È stato come un lampo, improvviso, inatteso, a squarciare il velo che perlopiù avvolge la memoria e a liberare il ricordo. Pochi giorni fa ero fermo in auto ad un semaforo rosso. Circa le due del pomeriggio. Sul marciapiede alla mia destra, in quell’attimo in cui tutto è come sospeso perché nessuno ha ancora il verde per passare, un ragazzino con un giubbotto troppo grande per lui e uno zaino più grande di lui attendeva assorto di poter attraversare. Quel ragazzino ero io. Più di trent’anni fa. A quello stesso semaforo. In quella stessa posizione. Tornando da scuola. Mi è sembrato di sentire di nuovo il peso dei libri e della mattinata sulle spalle. Quella sensazione di sfinimento per lo stomaco vuoto di un pranzo che tarda a venire, accentuato dal caldo del primo pomeriggio, ben diverso dal gelo affrontato al mattino, uscendo di casa mentre ancora era buio. Ma anche quel vago malessere tipico dell’adolescenza che ti fa sentire sempre solo, inadeguato, insoddisfatto e incapace. È perfino apparso nitido agli occhi della mia mente il contorno di quella pietra di porfido grigio che, oggi come allora, delimita l’angolo di quel marciapiede di periferia, rimasta immutata a svolgere ancora, silenziosa, il suo umile compito. Piccoli tragitti fatti tutti i giorni a testa bassa, spesso di malavoglia, in cui riconosci ad un certo punto una ad una, quasi amiche fedeli, perfino le buche e le piccole asperità del terreno… È davvero strano ciò che si imprime nella nostra memoria ed è ancor più sorprendente come a volte vi siano chiavi capaci di aprire improvvisamente cassetti dimenticati. Attimi di trasfigurazione.

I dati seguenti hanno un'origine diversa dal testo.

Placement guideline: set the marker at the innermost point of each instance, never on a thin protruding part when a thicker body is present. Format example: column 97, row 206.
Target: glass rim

Avrei voluto scendere dall’auto e dire a quel ragazzino “io ero come te, coraggio, passerà”, ma alla fine è proprio questo il problema. Che noi purtroppo tante volte viviamo aspettando che passi, che venga un tempo migliore. Da adolescente sogni la giovinezza e la libertà. Da studente sogni il lavoro e l’autonomia. Da lavoratore sogni la pensione e il tempo libero. Da pensionato forse inizi a rimpiangere quando dovevi andare al lavoro, a scuola, perfino quando eri adolescente… e allora un poco ti rammarichi di aver avuto tanta fretta di crescere o di aver passato molte, troppe settimane aspettando e sperando che arrivasse sabato, o quel futuro radioso che certo sarebbe stato finalmente migliore. In una delle sue battute fulminanti, in cui risuonano tutta l’arguzia e la sapienza delle sue origini ebraiche, Woody Allen afferma: “La vita è piena di solitudine, di miseria e di sofferenza. E oltre tutto passa anche troppo alla svelta”. Forse è per questo che Gesù nel vangelo invita a non preoccuparsi per il domani, perché ogni giorno – dice- ha già la sua pena, ma anche – ci insegna – le sue possibilità di gioia, di amore, di significato. In questo ci sono di esempio i bambini, proprio quei bambini che sempre il vangelo indica come discepoli perfetti del Regno dei Cieli.
I bambini vivono il presente e lo fanno con intensità. Troppo piccoli sia per cullarsi nei ricordi che per coltivare preoccupazioni. E allora, imparando da loro, dovremmo vivere l’oggi con un di più di gioia, di amore, di benevolenza, perché il tempo è troppo prezioso per vivere tristi, arrabbiati o preoccupati; per coltivare risentimenti o perdersi dietro a passioni tristi, affamati di potere, di denaro, di piaceri sfuggenti. Saint-Exupéry dedicò il suo celebre Piccolo Principe all’amico “Leone Werth quando era un bambino”. Come ci farebbe bene poterci ogni tanto rivedere bambini, magari all’angolo della strada con la cartella sulle spalle. Saremmo tutti migliori, se solo avessimo questa grazia. Forse Putin, Netanyahu, Kim Jong-un e persino i terroristi islamici la smetterebbero una buona volta… . Un’automobile dietro a me suona il clacson, il semaforo è diventato verde. È tempo di andare.